American Institute for Goat Research, Langston University, Langston, OK 73050, USA.
J Anim Sci. 2011 Jan;89(1):142-9. doi: 10.2527/jas.2010-3054. Epub 2010 Oct 1.
Twelve mature Angora does were used in a replicated 3 × 3 Latin square to determine effects of feeding level on energy utilization. Fiber growth and change in tissue (nonfiber) mass were determined in the first 4 wk of 6-wk periods, preceded by 14 or 18 d of adaptation. Determination of ME intake and gas exchange measures occurred in wk 4, followed by feeding near maintenance, then fasting in wk 5 and 6 to determine the ME requirement for maintenance (ME(m)). A 60% concentrate diet was fed at levels to approximate 100, 125, and 150% of assumed ME(m) [low, medium (med), and high, respectively]. Digestibilities and diet ME/GE were not affected by treatment with different amounts of feed offered and subsequent intake near ME(m). Heat energy during fasting (261, 241, and 259 kJ/kg of BW(0.75); SEM = 8.7) and efficiency of ME used for maintenance (71.6, 69.6, and 69.2%; SEM = 2.29) were similar among treatments, although ME(m) differed (P < 0.04) between med and high (365, 344, and 377 kJ/kg of BW(0.75) for low, med, and high, respectively; SEM = 10.3). Tissue gain was less (P < 0.01) for low than for the mean of med and high (MH; -0.6, 23.7, and 29.8 g/d), although clean fiber growth only tended (P < 0.09) to differ between low and MH (5.60, 6.57, and 7.36 g/d for low, med, and high, respectively; SEM = 0.621). Intake of ME was greater (P < 0.01) for MH than for low (6.87, 8.22, and 8.41 MJ/d for low, med, and high, respectively). Total heat energy was less (P < 0.02) for low vs. MH and tended (P < 0.07) to be greater for high than for med (6.03, 6.31, and 6.77 MJ/d); mobilized tissue energy was low but greater (P < 0.02) for low vs. MH (0.16, 0.01, and 0.04 MJ/d for low, med, and high, respectively). Efficiency of ME use for fiber growth was similar among treatments (17.2, 16.3, and 17.7% for low, med, and high, respectively; SEM = 1.61). In conclusion, efficiency of ME use for fiber growth was similar to the NRC recommendation regardless of feeding level, although ME(m) was decreased perhaps because of experimental conditions used. Energy appeared partitioned to fiber growth, but preferential usage was not complete possibly because energy metabolism for tissue accretion reached a plateau with the greatest feeding level.
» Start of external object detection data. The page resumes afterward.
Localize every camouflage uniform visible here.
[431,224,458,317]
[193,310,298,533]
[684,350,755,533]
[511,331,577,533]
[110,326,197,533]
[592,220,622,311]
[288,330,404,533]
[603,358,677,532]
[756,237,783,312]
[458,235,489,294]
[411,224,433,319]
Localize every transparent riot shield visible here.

十二只成熟的安哥拉兔被用于复制的 3×3 拉丁方试验,以确定饲养水平对能量利用的影响。在 6 周的前 4 周内测定纤维生长和组织(非纤维)质量的变化,之前有 14 或 18 天的适应期。在第 4 周测定代谢能摄入量和气体交换测量值,然后在第 5 和第 6 周接近维持饲养,然后禁食,以确定维持的代谢能需求(ME(m))。用接近 100%、125%和 150%假设 ME(m)(低、中、高,分别)的水平饲喂 60%浓缩饲料。用不同量的饲料处理和随后接近 ME(m)的摄入,不会影响消化率和饲料 ME/GE。禁食期间的热能(261、241 和 259 kJ/kg BW(0.75);SEM=8.7)和用于维持的 ME 效率(71.6、69.6 和 69.2%;SEM=2.29)在处理之间相似,尽管 ME(m)在中(med)和高(high)之间存在差异(P<0.04)(低、中、高分别为 365、344 和 377 kJ/kg BW(0.75);SEM=10.3)。低处理组的组织生长较少(P<0.01),低于中(MH)的平均值(-0.6、23.7 和 29.8 g/d),尽管清洁纤维生长仅倾向于(P<0.09)在低和 MH 之间存在差异(5.60、6.57 和 7.36 g/d 分别为低、中、高;SEM=0.621)。中(MH)的 ME 摄入量高于低(P<0.01)(低、中、高分别为 6.87、8.22 和 8.41 MJ/d)。总热能较低(P<0.02),MH 比低,高(P<0.07)比中更倾向于高(6.03、6.31 和 6.77 MJ/d);动员组织能量较低,但低(P<0.02)比 MH 高(0.16、0.01 和 0.04 MJ/d 分别为低、中、高)。纤维生长的 ME 利用效率在处理之间相似(低、中、高分别为 17.2、16.3 和 17.7%;SEM=1.61)。总之,无论饲养水平如何,纤维生长的 ME 利用效率与 NRC 建议相似,尽管 ME(m)可能因使用的实验条件而降低。能量似乎分配给了纤维生长,但优先使用并不完全,可能是因为组织蓄积的能量代谢达到了一个平台,而最高的饲养水平。